Tunisie

Dream city à la Caserne d’El Attarine : interroger le présent et envisager l’avenir

Les films et installations visuelles les plus engagés sont mis en place au premier étage de la caserne centrale de la Médina de Tunis, celle d’El Attarine, du 3 au 19 octobre, de 10h00 à 18h00. « Ce qui se passe aujourd’hui en Palestine est un génocide » selon le projet « What Everybody Knows », qui analyse des situations documentées il y a 17 ans comme des étapes d’un processus génocidaire.


C’est au premier étage de la caserne centrale de la Médina de Tunis, celle d’El Attarine, que sont présentés les films et installations visuelles les plus significatifs. Ces vastes salles entièrement rénovées accueillent des œuvres percutantes et captivantes, diffusées en continu du 3 au 19 octobre, de 10h00 à 18h00. Parmi ces projections figurent les réalisations visuelles de la « Sharjah Art Foundation », qui s’est installée dans la ville arabe de Tunis pour l’édition de « Dream City ».

Le film examine le paradoxe de la proximité et de la distance, ainsi que la manière dont les événements internationaux peuvent nous affecter intimement tout en étant éloignés. Tourné à partir de Berlin, le long métrage commence par des prises aériennes de Gaza et de ses constructions détruites. Une voix froide et distante introduit un jeu conçu par un collectif anonyme pour lutter contre l’ennui : mesurer des distances, d’abord entre des objets, ensuite entre des villes. L’œuvre questionne l’héritage colonial à travers les frontières, la mémoire et des cartographies abstraites. « We Began by Measuring Distance » a remporté un prix à la Biennale de Sharjah en 2009.

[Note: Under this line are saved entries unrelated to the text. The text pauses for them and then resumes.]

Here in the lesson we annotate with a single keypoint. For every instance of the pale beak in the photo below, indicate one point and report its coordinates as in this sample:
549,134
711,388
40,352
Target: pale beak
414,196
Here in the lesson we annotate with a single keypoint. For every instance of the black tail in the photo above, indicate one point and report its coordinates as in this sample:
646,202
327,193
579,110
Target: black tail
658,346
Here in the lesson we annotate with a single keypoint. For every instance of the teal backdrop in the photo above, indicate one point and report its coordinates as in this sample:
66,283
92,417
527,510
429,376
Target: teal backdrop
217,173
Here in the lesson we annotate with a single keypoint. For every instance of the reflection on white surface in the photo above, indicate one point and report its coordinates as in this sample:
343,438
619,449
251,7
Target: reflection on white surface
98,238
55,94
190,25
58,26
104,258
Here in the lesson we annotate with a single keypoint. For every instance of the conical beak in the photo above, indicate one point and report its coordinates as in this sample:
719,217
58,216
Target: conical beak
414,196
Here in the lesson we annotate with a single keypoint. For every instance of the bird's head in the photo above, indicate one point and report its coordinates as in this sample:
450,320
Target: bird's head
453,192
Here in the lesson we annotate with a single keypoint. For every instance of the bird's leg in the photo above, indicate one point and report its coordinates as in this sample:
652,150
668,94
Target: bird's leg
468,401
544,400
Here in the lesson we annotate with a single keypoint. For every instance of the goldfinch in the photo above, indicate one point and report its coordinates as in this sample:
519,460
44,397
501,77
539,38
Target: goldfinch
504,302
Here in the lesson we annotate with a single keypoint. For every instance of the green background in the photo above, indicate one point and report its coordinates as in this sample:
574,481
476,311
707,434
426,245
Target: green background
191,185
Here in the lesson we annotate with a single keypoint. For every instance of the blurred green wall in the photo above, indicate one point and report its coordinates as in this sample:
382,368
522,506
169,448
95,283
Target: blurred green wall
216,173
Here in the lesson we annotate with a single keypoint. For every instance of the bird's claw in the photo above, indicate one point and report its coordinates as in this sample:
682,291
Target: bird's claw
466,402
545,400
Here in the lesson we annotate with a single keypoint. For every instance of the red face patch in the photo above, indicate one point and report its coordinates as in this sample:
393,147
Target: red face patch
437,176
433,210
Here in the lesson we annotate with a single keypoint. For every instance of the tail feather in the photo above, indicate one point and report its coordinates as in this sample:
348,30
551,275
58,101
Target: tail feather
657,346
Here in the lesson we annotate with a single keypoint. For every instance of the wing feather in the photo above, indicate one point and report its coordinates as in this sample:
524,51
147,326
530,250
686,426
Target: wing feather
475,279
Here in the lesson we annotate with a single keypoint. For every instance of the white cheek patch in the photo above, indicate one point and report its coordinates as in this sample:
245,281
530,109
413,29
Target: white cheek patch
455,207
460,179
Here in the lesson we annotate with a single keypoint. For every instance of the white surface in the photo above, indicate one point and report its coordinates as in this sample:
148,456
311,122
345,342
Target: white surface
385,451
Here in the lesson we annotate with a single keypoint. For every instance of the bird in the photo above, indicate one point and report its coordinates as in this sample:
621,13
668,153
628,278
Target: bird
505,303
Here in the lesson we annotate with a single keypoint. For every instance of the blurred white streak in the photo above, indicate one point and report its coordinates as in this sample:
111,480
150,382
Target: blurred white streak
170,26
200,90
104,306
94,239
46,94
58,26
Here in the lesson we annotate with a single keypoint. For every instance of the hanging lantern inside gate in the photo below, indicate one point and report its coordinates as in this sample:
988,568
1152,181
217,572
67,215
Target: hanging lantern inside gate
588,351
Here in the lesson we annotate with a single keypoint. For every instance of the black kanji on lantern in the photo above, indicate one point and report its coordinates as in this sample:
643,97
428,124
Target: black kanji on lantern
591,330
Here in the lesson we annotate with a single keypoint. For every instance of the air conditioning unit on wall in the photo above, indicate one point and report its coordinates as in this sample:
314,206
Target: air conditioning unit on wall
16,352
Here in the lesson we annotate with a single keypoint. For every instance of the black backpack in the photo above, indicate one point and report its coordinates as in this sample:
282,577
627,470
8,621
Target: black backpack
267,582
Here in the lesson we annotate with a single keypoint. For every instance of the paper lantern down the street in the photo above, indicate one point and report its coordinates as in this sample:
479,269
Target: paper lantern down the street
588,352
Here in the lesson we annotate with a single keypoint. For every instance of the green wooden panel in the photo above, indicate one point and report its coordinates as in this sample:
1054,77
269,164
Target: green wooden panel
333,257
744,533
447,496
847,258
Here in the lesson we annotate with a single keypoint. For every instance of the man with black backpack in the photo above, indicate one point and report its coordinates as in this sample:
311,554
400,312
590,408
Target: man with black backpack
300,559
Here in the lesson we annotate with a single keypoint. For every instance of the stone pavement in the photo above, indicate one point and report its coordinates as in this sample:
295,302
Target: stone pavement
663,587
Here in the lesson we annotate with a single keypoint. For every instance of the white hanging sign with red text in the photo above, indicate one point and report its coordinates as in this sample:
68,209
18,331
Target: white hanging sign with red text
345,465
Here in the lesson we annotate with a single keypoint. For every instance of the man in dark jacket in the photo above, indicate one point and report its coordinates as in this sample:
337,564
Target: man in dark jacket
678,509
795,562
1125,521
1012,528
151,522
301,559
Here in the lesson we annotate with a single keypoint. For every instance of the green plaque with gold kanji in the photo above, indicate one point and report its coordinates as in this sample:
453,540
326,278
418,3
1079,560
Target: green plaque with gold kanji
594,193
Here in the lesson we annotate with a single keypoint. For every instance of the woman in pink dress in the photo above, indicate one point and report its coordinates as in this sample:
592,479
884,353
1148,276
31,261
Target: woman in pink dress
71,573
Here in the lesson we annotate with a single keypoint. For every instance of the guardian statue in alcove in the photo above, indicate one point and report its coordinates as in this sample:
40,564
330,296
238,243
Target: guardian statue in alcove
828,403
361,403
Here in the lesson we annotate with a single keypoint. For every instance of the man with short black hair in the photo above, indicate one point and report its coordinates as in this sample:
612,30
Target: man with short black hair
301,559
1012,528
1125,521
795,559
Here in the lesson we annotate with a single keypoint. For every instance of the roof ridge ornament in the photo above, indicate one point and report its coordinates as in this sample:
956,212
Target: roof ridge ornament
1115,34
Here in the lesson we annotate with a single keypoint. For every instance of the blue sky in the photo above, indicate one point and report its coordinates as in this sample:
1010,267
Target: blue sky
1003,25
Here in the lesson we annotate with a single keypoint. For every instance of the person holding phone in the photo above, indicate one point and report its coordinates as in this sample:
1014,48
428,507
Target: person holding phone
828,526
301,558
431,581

Avec une touche d’humour satirique, le film remet en question l’image sans faille de la Norvège, pays symbole de la paix. De 1948 aux Accords d’Oslo de 1993, il déroule les événements, conflits et massacres en Palestine, entrecoupés de récits et de mythes historiques exprimés par des enfants, de voix off et de discours politiques. Ce récit en strates met en avant le modèle norvégien de médiation tout en en révélant les limites. À la croisée des images du monde et des réalités politiques, se dessine un rêve national confronté à ses propres contradictions.

Dans cette création vidéo, Jumana Manna et Sille Storihle allient leurs pratiques pour explorer la construction de l’identité et les dynamiques de pouvoir. L’artiste palestinien Sharif Waked intègre dans son travail la politique contemporaine et l’histoire, détournant les codes esthétiques et la propagande pour en exposer, avec humour, les absurdités.

« To Be Continued… » propose un dispositif familier : celui des enregistrements faits par des kamikazes avant leur attaque. Face à la caméra, un homme — interprété par l’acteur palestinien Saleh Bakri — est assis, un fusil à ses côtés, un livre dans les mains. Mais au lieu de transmettre un message idéologique, il lit un extrait des « Mille et une nuits », où Shéhérazade raconte chaque nuit une histoire au roi pour retarder sa mise à mort.

Cette association inattendue interroge la relation entre récit et survie, offrant une critique subtile de la représentation médiatique du martyre et de la résistance. Ici, l’acte de raconter devient un geste de vie et de défi, au-delà de tout instrument politique. Raeda Saadeh examine la manière dont la féminité s’entrelace avec les courants sociopolitiques et les normes culturelles, à partir de son expérience de femme palestinienne, affectée à la fois par l’occupation israélienne et par les conventions religieuses et sociales arabes. Dans « Vacuum », une femme apparaît, aspirateur à la main, nettoyant les collines arides de Palestine, avançant lentement vers la caméra fixe, tandis que le bruit de l’aspirateur se mêle au souffle du vent. En situant cette tâche domestique banale dans un décor absurde, Saadeh souligne notre persévérance à travers des gestes vides. Comme il est futile de « nettoyer » une montagne de la poussière et des pierres qui la composent, il est impossible d’effacer la mémoire d’un peuple de sa terre. Tournée entre Jéricho et la mer Morte, cette vidéo sisyphéenne devient une métaphore de l’effort quotidien pour survivre et de la lutte interminable pour la libération.

« Ce qui se passe aujourd’hui en Palestine est un génocide. Le génocide, tel que nous le comprenons, n’est pas un événement isolé, mais un processus qui se déploie à différentes échelles, dans le temps et l’espace, avec des rythmes et des intensités variés. Son but est clair : éliminer tout un peuple, détruire sa culture, l’expulser de ses terres et supprimer son mode de vie ancestral. »

Le projet « What Everybody Knows » s’inscrit dans ce processus. Bien que 17 ans séparent les faits documentés dans cette œuvre des atrocités actuelles, les situations analysées à cette époque doivent être perçues comme des étapes d’un même processus génocidaire. Partager ce travail revient à participer à une lutte contre l’oubli.